Attorneys in the upcoming probate court trial on whether Shelly Sterling had authority under a family trust to sell the Clippers agreed today that the proceedings will focus on whether Donald Sterling was induced into undergoing mental examinations by two doctors without being told the reason.
But there will be no rebuttal testimony from Donald Sterling's attorneys challenging the findings by the two physicians that he was mentally incapacitated, which his wife maintains gave her authority to sell the team.
The trial, scheduled for next Monday, also will deal with whether Sterling's June 9 revocation of the trust had any impact on the proposed sale. Shelly Sterling's lawyers maintain the $2 billion offer from former Microsoft CEO Steve Ballmer was already accepted by her and that her husband's actions were meaningless.

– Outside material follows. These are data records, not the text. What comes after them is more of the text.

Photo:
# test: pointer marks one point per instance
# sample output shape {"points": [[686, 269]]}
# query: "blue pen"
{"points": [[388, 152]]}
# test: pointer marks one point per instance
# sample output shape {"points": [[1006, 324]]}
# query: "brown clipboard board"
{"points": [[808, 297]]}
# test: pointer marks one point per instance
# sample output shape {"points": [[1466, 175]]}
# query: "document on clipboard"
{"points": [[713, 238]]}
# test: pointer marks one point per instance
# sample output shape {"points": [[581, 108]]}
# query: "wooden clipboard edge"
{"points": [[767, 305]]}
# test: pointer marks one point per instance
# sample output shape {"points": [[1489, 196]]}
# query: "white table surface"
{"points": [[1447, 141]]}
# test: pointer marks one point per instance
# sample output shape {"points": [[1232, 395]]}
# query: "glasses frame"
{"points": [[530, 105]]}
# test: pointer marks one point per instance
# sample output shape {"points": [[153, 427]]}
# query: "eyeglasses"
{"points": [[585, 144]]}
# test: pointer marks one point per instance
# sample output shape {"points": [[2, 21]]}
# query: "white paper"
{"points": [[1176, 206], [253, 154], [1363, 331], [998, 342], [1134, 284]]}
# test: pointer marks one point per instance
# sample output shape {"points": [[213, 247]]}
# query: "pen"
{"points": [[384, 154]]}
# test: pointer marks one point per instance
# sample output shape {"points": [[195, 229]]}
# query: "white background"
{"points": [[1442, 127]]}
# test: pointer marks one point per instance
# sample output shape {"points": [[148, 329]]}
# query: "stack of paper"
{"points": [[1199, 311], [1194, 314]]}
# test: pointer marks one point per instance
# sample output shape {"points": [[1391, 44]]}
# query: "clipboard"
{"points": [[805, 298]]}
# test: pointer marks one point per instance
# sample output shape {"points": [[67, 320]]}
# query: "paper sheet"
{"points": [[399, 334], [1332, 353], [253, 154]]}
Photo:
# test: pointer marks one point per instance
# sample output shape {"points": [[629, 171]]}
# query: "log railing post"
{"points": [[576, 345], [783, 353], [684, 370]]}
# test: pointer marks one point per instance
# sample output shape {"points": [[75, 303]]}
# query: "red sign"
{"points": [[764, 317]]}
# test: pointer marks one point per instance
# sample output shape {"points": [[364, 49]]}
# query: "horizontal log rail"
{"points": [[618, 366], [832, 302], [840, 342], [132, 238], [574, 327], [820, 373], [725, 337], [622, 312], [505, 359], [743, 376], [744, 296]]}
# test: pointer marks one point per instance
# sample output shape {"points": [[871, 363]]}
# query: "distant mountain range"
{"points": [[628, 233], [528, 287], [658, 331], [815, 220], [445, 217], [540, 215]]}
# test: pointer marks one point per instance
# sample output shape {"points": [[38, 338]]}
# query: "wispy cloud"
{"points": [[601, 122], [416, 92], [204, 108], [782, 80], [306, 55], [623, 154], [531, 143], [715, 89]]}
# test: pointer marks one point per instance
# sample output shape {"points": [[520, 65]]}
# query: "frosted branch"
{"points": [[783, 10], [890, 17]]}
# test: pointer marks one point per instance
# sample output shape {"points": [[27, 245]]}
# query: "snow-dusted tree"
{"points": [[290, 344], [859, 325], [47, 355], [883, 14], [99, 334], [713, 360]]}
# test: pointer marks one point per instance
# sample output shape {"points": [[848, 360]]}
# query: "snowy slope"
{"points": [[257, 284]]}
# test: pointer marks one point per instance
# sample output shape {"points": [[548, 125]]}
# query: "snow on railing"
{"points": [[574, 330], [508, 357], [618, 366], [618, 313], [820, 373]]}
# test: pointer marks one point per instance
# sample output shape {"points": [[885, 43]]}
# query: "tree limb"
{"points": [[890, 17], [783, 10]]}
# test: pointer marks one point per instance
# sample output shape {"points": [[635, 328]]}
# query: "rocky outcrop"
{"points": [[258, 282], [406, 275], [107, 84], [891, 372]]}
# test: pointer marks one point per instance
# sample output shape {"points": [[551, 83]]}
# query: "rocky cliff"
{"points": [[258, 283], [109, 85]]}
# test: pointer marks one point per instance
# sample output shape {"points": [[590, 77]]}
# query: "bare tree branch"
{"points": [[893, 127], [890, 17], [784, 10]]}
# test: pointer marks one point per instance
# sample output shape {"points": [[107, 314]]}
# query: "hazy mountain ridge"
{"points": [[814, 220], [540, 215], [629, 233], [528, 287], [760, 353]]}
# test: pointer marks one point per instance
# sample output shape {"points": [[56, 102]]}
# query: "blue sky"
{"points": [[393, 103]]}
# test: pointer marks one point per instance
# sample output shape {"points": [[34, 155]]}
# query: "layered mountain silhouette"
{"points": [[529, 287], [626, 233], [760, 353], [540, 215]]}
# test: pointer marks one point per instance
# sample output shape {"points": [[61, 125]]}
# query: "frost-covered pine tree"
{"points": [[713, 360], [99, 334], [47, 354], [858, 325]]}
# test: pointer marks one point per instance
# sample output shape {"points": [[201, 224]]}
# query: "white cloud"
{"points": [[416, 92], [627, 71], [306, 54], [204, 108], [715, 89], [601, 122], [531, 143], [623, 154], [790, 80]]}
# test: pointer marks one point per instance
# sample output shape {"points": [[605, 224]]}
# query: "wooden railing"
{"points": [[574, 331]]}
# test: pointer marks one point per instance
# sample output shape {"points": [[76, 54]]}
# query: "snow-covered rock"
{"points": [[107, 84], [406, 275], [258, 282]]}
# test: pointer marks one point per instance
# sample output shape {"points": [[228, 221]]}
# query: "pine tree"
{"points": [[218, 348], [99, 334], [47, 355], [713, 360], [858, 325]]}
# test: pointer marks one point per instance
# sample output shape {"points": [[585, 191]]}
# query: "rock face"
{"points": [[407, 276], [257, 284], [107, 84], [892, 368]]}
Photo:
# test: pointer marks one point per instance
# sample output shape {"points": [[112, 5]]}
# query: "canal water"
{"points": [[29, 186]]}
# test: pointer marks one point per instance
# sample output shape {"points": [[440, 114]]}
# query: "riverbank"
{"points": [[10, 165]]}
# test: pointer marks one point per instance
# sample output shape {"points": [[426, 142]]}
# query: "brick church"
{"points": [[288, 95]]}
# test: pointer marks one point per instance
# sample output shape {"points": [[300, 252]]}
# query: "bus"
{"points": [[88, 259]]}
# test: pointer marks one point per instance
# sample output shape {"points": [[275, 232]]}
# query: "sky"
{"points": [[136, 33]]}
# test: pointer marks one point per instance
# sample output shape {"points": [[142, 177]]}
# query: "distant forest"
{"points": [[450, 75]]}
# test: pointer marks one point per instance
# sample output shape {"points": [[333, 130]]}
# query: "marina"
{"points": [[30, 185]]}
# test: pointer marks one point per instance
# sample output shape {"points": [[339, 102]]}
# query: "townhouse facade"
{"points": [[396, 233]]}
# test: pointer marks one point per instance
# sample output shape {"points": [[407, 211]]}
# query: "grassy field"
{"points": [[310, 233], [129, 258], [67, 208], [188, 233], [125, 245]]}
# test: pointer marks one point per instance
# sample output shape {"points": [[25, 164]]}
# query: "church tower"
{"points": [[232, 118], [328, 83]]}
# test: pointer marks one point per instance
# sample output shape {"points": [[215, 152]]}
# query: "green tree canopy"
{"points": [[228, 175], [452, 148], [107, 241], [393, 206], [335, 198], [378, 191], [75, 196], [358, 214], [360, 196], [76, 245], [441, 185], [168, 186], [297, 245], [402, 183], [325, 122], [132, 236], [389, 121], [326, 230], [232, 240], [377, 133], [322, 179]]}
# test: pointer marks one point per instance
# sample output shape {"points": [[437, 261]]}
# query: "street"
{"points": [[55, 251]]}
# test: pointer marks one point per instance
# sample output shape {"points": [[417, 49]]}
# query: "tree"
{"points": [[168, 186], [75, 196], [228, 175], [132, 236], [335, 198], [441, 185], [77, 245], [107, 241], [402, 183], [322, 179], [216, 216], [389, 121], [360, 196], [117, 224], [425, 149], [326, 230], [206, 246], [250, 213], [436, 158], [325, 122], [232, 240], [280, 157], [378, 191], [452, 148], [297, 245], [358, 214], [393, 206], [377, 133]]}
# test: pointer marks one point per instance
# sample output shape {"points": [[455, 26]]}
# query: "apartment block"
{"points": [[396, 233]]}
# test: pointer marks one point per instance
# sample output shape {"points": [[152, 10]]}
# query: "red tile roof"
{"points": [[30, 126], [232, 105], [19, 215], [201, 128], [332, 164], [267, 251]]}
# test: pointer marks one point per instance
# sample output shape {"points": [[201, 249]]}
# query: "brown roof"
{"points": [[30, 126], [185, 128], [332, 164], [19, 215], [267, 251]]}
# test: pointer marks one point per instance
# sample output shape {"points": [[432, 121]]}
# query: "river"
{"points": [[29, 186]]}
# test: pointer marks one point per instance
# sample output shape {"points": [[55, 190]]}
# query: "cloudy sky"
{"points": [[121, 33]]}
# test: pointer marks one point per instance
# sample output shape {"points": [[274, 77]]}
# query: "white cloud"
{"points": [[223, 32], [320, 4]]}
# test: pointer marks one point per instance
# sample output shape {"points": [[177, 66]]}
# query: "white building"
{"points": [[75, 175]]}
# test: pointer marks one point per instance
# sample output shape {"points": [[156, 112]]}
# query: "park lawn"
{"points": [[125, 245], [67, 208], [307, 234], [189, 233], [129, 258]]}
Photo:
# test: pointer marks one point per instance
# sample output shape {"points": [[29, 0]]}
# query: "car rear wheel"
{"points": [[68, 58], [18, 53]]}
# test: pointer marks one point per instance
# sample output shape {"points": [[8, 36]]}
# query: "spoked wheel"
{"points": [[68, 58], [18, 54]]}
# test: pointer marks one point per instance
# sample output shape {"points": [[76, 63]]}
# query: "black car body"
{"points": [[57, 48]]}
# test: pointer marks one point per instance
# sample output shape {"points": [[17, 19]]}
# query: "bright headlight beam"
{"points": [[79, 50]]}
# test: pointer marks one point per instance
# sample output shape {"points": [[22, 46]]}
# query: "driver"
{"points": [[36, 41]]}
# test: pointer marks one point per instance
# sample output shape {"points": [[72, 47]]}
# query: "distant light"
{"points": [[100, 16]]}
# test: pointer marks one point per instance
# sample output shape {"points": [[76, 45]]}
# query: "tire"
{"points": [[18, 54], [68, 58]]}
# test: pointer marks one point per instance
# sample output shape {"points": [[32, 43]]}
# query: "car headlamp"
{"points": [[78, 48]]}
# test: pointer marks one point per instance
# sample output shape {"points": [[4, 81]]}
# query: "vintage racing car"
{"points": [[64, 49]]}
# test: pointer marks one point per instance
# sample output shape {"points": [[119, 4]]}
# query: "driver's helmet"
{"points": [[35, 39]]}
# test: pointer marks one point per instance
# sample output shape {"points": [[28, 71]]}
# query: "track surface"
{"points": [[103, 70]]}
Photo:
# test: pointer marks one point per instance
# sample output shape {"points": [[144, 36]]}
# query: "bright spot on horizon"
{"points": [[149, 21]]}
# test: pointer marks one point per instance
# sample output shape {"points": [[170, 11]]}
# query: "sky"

Today's agreement concerning the scope of the trial was reached after Los Angeles Superior Court Judge Michael Levanas said he would not exclude Ballmer from participating in the trial. He then told the lawyers to take a recess and recommend what issues needed to be dealt with during trial.
Ballmer's inclusion in the case came over the objections of Donald Sterling attorney Gary Ruttenberg, who argued Ballmer is nothing more than a prospective buyer and not a "bona fide purchaser" who has a direct stake in the proceedings.
"He has nothing to do with the internal affairs of a trust," Ruttenberg said.
Ruttenberg also disputed Shelly Sterling's attorneys' argument that her husband authorized her to sell the team in a May 22 letter. He said the Clippers owner merely gave her permission to negotiate some of the issues.
Levanas denied a request by Donald Sterling's attorneys for a short delay in starting the trial. They had argued that they need time to bring in another doctor to testify that Sterling is not incapacitated.
Attorneys for Shelly Sterling and Ballmer maintain that a ruling by Levanas is needed by July 15 so the NBA can consider the proposed sale.
Ballmer's lawyer, Adam Streisand, lauded Levanas' actions.
"We're thrilled by what he did today," Streisand said.
Donald Sterling was banned from the NBA for life earlier this year following the public release of recorded conversations between him and companion V. Stiviano. Sterling is heard on the tape disparaging Stiviano for having her picture taken with black people and telling her not to bring them to Clippers games.
The league announced plans to take action against Sterling to force him to sell the team. But Sterling has since filed a lawsuit against the NBA, alleging violations of his civil rights. He has contended that he was recorded illegally while making emotional remarks during a "lovers' quarrel" with Stiviano.